The Great American Export
Who woulda guessed?
Spam has become high-class Seoul food: South Koreans can't get enough
Barbara Demick
Los Angeles Times
Oct. 23, 2005 12:00 AM
SEOUL, South Korea - Stroll into an expensive department store and walk straight past the $180 watermelon with a ribbon twirled just so around its stem. Don't bother with the tea in a butterfly-shaped tin for $153, or with the gift boxes of Belgian chocolates or French cheeses.
If you're looking for a gift that bespeaks elegance and taste, you might try Spam. While it might be the subject of satire in the United States, in South Korea it is positively classy.

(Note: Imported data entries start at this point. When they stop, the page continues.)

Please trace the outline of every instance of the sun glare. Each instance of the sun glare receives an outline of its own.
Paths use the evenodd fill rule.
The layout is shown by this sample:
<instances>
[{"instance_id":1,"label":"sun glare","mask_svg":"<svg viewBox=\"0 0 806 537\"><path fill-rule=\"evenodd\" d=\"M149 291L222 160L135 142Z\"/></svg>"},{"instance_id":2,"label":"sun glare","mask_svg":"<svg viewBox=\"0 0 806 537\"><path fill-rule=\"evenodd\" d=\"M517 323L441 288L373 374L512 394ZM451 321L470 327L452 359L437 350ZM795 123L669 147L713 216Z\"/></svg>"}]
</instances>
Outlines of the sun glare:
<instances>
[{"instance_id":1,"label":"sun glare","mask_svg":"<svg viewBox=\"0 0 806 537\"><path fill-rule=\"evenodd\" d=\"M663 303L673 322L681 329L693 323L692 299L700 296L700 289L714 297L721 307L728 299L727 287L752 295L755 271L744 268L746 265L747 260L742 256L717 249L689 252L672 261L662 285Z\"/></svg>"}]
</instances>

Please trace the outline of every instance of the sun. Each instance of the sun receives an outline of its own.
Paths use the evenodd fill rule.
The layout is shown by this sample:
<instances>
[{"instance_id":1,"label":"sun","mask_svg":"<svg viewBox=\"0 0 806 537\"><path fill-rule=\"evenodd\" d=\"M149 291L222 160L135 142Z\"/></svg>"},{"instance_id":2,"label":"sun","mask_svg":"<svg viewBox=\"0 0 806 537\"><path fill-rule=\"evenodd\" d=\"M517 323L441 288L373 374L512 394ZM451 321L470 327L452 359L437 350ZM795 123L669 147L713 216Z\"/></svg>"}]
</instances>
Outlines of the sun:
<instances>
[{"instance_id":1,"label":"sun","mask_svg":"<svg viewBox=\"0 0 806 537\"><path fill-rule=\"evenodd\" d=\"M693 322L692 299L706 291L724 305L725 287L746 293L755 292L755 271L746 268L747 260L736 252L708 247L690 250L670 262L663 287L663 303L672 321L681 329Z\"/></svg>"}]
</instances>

With $136 million in sales, South Korea is the largest market in the world outside the United States for Spam. But here, the pink luncheon meat with its gelatinous shell is deemed too nice to buy for oneself, and 40 percent of the Spam sold here is for gifts.
Especially during the holidays, you can see the blue-and-yellow cans neatly stacked in the aisles of the better stores. Koreans are nearly as passionate about packaging as the Japanese, so the Spam often comes wrapped in boxed sets.
"Spam really is a luxury item," said Han Geun-rae, 43, an impeccably dressed fashion buyer who was loading gift boxes of Spam into a cart at Shinseyge department store in advance of the recent Chusok holiday.
Chusok is the Korean equivalent of Thanksgiving, the biggest gift-giving occasion of the year here. On this one holiday alone, Korean distributor CJ Corp. estimates, 8 million cans change hands.